Spaces

Space

class rl_coach.spaces.Space(shape: Union[int, tuple, list, numpy.ndarray], low: Union[None, int, float, numpy.ndarray] = -inf, high: Union[None, int, float, numpy.ndarray] = inf)[source]

A space defines a set of valid values

Parameters:
  • shape – the shape of the space
  • low – the lowest values possible in the space. can be an array defining the lowest values per point, or a single value defining the general lowest values
  • high – the highest values possible in the space. can be an array defining the highest values per point, or a single value defining the general highest values
is_point_in_space_shape(point: numpy.ndarray) → bool[source]

Checks if a given multidimensional point is within the bounds of the shape of the space

Parameters:point – a multidimensional point
Returns:True if the point is within the shape of the space. False otherwise
sample() → numpy.ndarray[source]

Sample the defined space, either uniformly, if space bounds are defined, or Normal distributed if no bounds are defined

Returns:A numpy array sampled from the space
val_matches_space_definition(val: Union[int, float, numpy.ndarray]) → bool[source]

Checks if the given value matches the space definition in terms of shape and values

Parameters:val – a value to check
Returns:True / False depending on if the val matches the space definition

Observation Spaces

class rl_coach.spaces.ObservationSpace(shape: Union[int, numpy.ndarray], low: Union[None, int, float, numpy.ndarray] = -inf, high: Union[None, int, float, numpy.ndarray] = inf)[source]
is_point_in_space_shape(point: numpy.ndarray) → bool

Checks if a given multidimensional point is within the bounds of the shape of the space

Parameters:point – a multidimensional point
Returns:True if the point is within the shape of the space. False otherwise
sample() → numpy.ndarray

Sample the defined space, either uniformly, if space bounds are defined, or Normal distributed if no bounds are defined

Returns:A numpy array sampled from the space
val_matches_space_definition(val: Union[int, float, numpy.ndarray]) → bool

Checks if the given value matches the space definition in terms of shape and values

Parameters:val – a value to check
Returns:True / False depending on if the val matches the space definition

VectorObservationSpace

class rl_coach.spaces.VectorObservationSpace(shape: int, low: Union[None, int, float, numpy.ndarray] = -inf, high: Union[None, int, float, numpy.ndarray] = inf, measurements_names: List[str] = None)[source]

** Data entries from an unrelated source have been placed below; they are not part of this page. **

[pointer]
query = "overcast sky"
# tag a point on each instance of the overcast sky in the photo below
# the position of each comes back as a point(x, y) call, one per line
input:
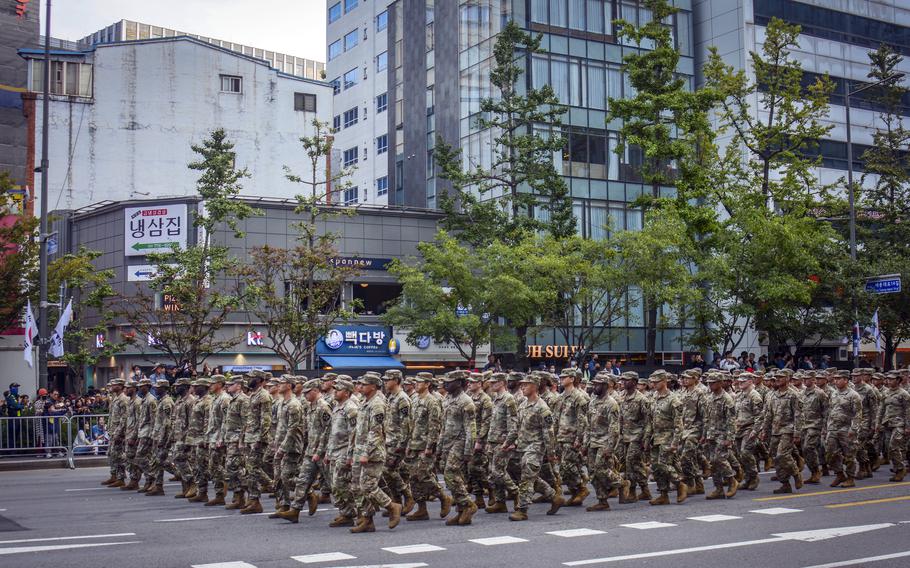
point(294, 27)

An observation space which is defined as a vector of elements. This can be particularly useful for environments which return measurements, such as in robotic environments.

PlanarMapsObservationSpace

class rl_coach.spaces.PlanarMapsObservationSpace(shape: numpy.ndarray, low: int, high: int, channels_axis: int = -1)[source]

An observation space which defines a stack of 2D observations. For example, an environment which returns a stack of segmentation maps like in Starcraft.

ImageObservationSpace

class rl_coach.spaces.ImageObservationSpace(shape: numpy.ndarray, high: int, channels_axis: int = -1)[source]

An observation space which is a private case of the PlanarMapsObservationSpace, where the stack of 2D observations represent a RGB image, or a grayscale image.

Action Spaces

class rl_coach.spaces.ActionSpace(shape: Union[int, numpy.ndarray], low: Union[None, int, float, numpy.ndarray] = -inf, high: Union[None, int, float, numpy.ndarray] = inf, descriptions: Union[None, List, Dict] = None, default_action: Union[int, float, numpy.ndarray, List] = None)[source]
clip_action_to_space(action: Union[int, float, numpy.ndarray, List]) → Union[int, float, numpy.ndarray, List][source]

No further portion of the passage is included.